The shared vocabulary is fiscal (tax, budget, spending), but Democrats reach for
*health, care, children, preexisting, denied* while Republicans reach for
*taxing, taxed, CBO, authority*: same topic, opposite framing. This is the
distinction prevalence covariates can't capture and content (SAGE) covariates
can.

## `estimateEffect()`: cluster-robust SEs and weights

faSTM keeps `stm`'s method-of-composition uncertainty (re-drawing topic
proportions per simulation) and adds design features grouped data usually needs.

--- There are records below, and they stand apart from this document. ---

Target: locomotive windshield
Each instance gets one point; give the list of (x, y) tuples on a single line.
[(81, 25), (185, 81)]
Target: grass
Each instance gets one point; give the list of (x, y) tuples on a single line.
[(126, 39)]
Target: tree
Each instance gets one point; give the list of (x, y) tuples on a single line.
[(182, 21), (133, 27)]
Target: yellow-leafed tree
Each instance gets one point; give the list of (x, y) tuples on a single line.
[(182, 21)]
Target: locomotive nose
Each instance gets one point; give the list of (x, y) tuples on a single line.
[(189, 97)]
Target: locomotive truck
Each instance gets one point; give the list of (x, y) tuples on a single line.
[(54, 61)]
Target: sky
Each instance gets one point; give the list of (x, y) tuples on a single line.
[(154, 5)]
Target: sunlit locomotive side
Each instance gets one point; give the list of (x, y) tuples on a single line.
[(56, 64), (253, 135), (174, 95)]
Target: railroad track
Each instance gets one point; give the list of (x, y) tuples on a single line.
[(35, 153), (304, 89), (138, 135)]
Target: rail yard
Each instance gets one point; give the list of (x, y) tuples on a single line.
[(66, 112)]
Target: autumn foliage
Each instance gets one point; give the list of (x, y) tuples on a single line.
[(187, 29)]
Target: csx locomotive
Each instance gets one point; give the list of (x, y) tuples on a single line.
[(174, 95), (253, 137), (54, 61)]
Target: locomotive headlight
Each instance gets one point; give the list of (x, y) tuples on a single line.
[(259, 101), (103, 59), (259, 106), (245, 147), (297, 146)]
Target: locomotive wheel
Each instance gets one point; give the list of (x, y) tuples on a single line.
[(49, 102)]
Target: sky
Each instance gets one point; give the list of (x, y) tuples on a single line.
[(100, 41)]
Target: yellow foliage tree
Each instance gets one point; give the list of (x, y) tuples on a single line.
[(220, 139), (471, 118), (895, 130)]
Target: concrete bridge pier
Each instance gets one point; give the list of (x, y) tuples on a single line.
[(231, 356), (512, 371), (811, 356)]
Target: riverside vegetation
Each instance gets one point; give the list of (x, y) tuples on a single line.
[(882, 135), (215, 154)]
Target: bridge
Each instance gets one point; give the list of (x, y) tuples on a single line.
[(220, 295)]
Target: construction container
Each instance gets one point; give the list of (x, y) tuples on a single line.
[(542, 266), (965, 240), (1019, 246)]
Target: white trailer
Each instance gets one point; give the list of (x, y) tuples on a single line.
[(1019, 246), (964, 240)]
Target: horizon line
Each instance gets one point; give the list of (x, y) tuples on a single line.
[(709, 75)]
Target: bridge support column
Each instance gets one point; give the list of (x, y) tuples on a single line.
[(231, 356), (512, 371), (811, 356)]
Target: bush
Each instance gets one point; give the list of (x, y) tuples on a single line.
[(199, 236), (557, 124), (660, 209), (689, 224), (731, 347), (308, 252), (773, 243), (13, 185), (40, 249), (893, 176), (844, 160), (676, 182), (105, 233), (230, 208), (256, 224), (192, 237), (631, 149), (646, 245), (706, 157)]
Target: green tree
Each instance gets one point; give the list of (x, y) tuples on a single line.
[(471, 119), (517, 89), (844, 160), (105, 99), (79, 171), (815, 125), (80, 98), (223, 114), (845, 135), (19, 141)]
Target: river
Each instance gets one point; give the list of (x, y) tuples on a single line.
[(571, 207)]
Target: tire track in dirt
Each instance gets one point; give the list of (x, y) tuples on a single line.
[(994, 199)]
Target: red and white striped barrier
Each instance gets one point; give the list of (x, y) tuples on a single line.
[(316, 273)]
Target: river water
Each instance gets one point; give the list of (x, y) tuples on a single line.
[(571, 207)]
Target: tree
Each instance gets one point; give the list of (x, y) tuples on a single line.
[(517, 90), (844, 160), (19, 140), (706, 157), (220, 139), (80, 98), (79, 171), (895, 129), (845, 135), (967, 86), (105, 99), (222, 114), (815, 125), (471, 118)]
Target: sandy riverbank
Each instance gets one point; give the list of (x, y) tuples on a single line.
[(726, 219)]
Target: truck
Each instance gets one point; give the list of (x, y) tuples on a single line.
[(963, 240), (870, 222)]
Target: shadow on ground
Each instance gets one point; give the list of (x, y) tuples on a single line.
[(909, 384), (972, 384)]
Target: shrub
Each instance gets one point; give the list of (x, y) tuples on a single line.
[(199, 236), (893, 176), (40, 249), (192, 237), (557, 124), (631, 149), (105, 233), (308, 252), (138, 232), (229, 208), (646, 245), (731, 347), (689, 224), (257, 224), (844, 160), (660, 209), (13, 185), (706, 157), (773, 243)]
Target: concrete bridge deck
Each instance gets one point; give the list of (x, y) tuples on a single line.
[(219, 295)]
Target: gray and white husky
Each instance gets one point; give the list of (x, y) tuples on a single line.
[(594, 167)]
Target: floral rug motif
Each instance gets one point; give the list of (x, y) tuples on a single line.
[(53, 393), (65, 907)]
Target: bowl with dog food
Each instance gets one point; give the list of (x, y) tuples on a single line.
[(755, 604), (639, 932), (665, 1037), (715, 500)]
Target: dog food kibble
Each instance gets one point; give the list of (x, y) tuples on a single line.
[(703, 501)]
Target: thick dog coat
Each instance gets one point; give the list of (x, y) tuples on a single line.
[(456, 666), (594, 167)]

**Cluster-robust standard errors.** Speeches within a Congress are not
independent, so we cluster by `congress`. faSTM swaps the classical vcov for a
sandwich estimator with `stm`'s finite-sample correction:

```{r cluster}
eff <- estimateEffect(1:12 ~ party + s(congress), fit,
                      metadata = congress$meta,
                      cluster = congress$meta$congress, nsims = 25)
summary(eff, topics = 3)
```

`summary()` also takes `p.adjust.method` (e.g. `"BH"`) to correct across topics,
and reports per-equation R² and F diagnostics. **Survey weights** enter the same
way via `weights =` (weighted least squares per draw).

## Random effects in prevalence

Prevalence formulas may include `lme4`-style random-effect terms; faSTM fits a
mixed model per posterior draw and pools with Rubin's rules. Natural here if you
treat Congresses as exchangeable groups:

```{r ranef, eval=FALSE}
eff_re <- estimateEffect(1:12 ~ party + (1 | congress), fit,
                         metadata = congress$meta, nsims = 25)
summary(eff_re, topics = 3)   # fixed effects + pooled variance components
```

## Average marginal effects

Coefficients on splines and factors are hard to read. `ame()` reports the
**average marginal effect**: the mean change in topic proportion for a
Republican-vs-Democrat shift, averaged over the sample:

```{r ame}
ame(eff, covariate = "party", topics = c(1, 3, 7))
```

## Topic prevalence over time

Because prevalence includes `s(congress)`, we can trace a topic's share across
the 1987–2011 window:

```{r overtime, fig.height=3.6}
plot(eff, "congress", method = "continuous", topics = 3,
     model = fit, xlab = "Congress (100 = 1987 ... 111 = 2009)")
```

## Coherence: NPMI and C_V

Alongside Mimno's semantic coherence, faSTM offers two more coherence metrics
common in the topic-model literature: **NPMI** and **C_V**:

```{r coh}
data.frame(
  topic = 1:5,
  mimno = round(coherence(fit, measure = "mimno", M = 10)[1:5], 2),
  npmi  = round(coherence(fit, measure = "npmi",  M = 10)[1:5], 3),
  c_v   = round(coherence(fit, measure = "c_v",   M = 10)[1:5], 3)
)
```

`search_k()` can select K by any of these, and parallelizes across K:

```{r searchk, eval=FALSE}
search_k(congress, K = c(8, 12, 16), prevalence = ~ party + s(congress),
         measure = "npmi", cores = 3)
```

## A tidyverse-friendly surface

faSTM ships `broom` generics, so model output flows straight into `dplyr`/`ggplot2`.

```{r broom}
# tidy the topic-word matrix (also matrix = "frex" or "gamma")
head(tidy(fit, matrix = "beta"), 4)

# one-row model summary
glance(fit)

# tidy an estimated effect into a coefficient table
head(tidy(eff), 4)
```

`predict()` infers topic proportions for new documents against the fitted model:

```{r predict, eval=FALSE}
predict(fit, newdata = held_out_corpus)   # a faSTM_corpus / dfm of new docs
```

## Summary

Everything here returns ordinary data frames or `stm`-compatible objects, so it
composes with the rest of your analysis. The companion vignette covers the
`stm`-equivalent workflow; this one is the extra mile faSTM adds on top.